Thursday, September 20, 2007

Kid Nation


So did anyone happen to watch Kid Nation last night? I know this show has received a lot of attention. Many people believe this show was exploiting children by putting them in a harmful situation--one article even pointed out that is was filmed in New Mexico because of their lax child labor laws. For those of you who don't know, the basis of the show is 40 kids for 40 days living on their own, with no parents, teachers, adults of any kind. They live in this "town" and sorta see if they can organize themselves in such a way as to make their own community of sorts. . . more or less. I myself wasn't too worried about their safety (they say there were no adults, but in fact there were counselors, medics, doctors, producers, etc) and the kids could opt to leave at any time. The ages range from 8 to 15 and come from all walks of life. It was also more structured than you might think . . . they have 4 kids who serve as the leaders or council, and the rest of the kids are divided into 4 teams that led by one of the council members. Each team is in charge of running one aspect of the town-- as cooks, laborers, merchants ect. I have to say I thought it was an interesting show and more intriguing that I thought it would be. Also, there were some really impressive kids. These kids were more than just smart. Some of these kids demonstrated quality leadership skills that most adults haven't mastered, and many of them were mature beyond their years. For example, Taylor, the youngest leader age 10, recognized that she would feel awkward being in charge of kids too much older than herself, so she chose mostly younger kids in her group. Smart thinking Taylor. Or this really adorable kid (I forget his name) who was 8 years old actually chose to go home last night because as he put it, "I'm way to young for this." Anyway, I liked it. I wonder if I would have let my kid do this? Any thoughts?

6 comments:

  1. I'm not watching it. I'm still mad that they bumped the first part of the Amazing Race season for that show!
    Glad you like it though.

    ReplyDelete
  2. I think the little guy's name was Jessie, I could be wrong though.

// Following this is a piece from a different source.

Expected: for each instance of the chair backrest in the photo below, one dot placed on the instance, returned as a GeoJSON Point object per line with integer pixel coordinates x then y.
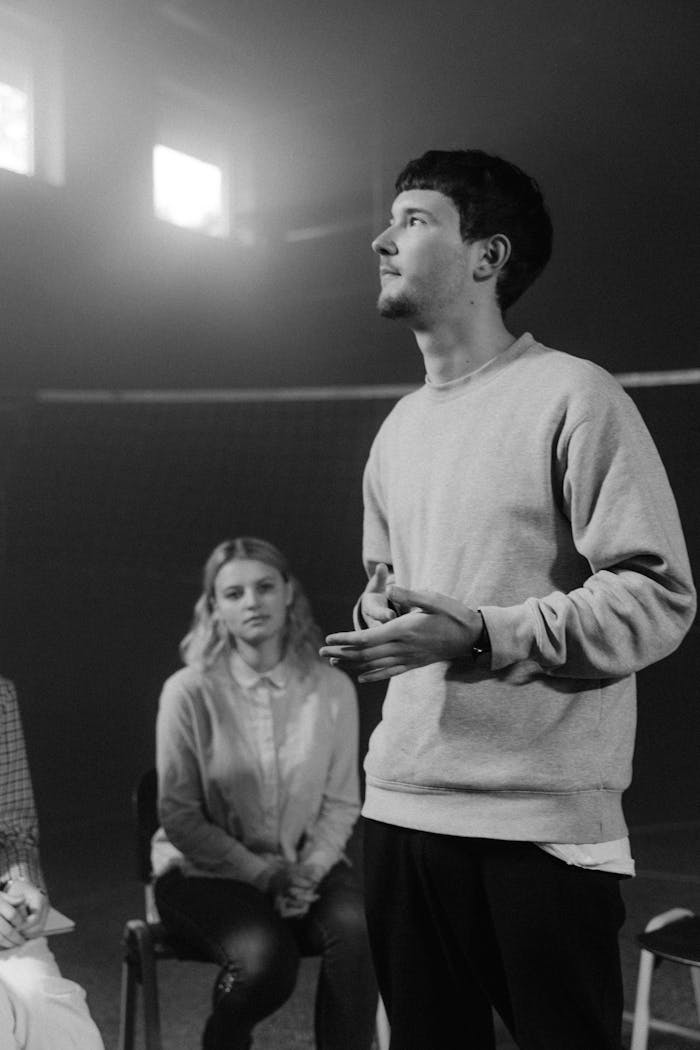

    We watched it and loved it. We have been looking forward to it. What a cool experience for those kids. I was glad they chose the outhouses and not the TVs. I loved watching them cheer for each other and work through problems. Loved that Sophia raked in the dough to buy the bike by dancing and showing the little ones the best moves...

    Have you read Lord of the Flies? Similar concept. I am excited to see how things go. I would love to be a part of something like that. I don't think it is exploiting, I think it is a pretty cool opportunity and as long as I knew the standards that were being upheld there I think I would send my kid to something like that, but more if they were the 10-14 range. I think 8-9 is too young.

    ReplyDelete
  3. Justrandi--I'm sorry your show got bumped. I understand the self imposed boycott.

    Tiff--I'm glad you liked it too. . . I read some review the shredded it and I thought, "oh wait. Was I supposed to think it was lame?" Anyway, I also liked that they chose the outhouses and I think I might send my kid too if they were older. I'm with you (and Jesse) 8 is too young.

    ReplyDelete
  4. woops, it was jimmy, not jesse

    http://www.cbs.com/primetime/kid_nation/bios/jimmy/

    ReplyDelete
  5. This comment has been removed by the author.

    ReplyDelete
  6. I read an article about how they had to film it in New Mexico because they had the laxest rules regarding children and filming.
    I think forty days is a LOT to ask of kids that young who have been pampered in the US fashion their whole lives. Children in third world countries are often in charge of the cooking, cleaning, wood gathering, child care, etc, but they usually learn gradually, not just left to fend for themseles. I would hope the parents did this for their child's education and to show them how good they have it, but it probably is a desire to have their little darling picked up by a talent agency.
    Anonymity is a far more precious gift than fame, in my opinion, and it's a gift I'm happy to give my kids!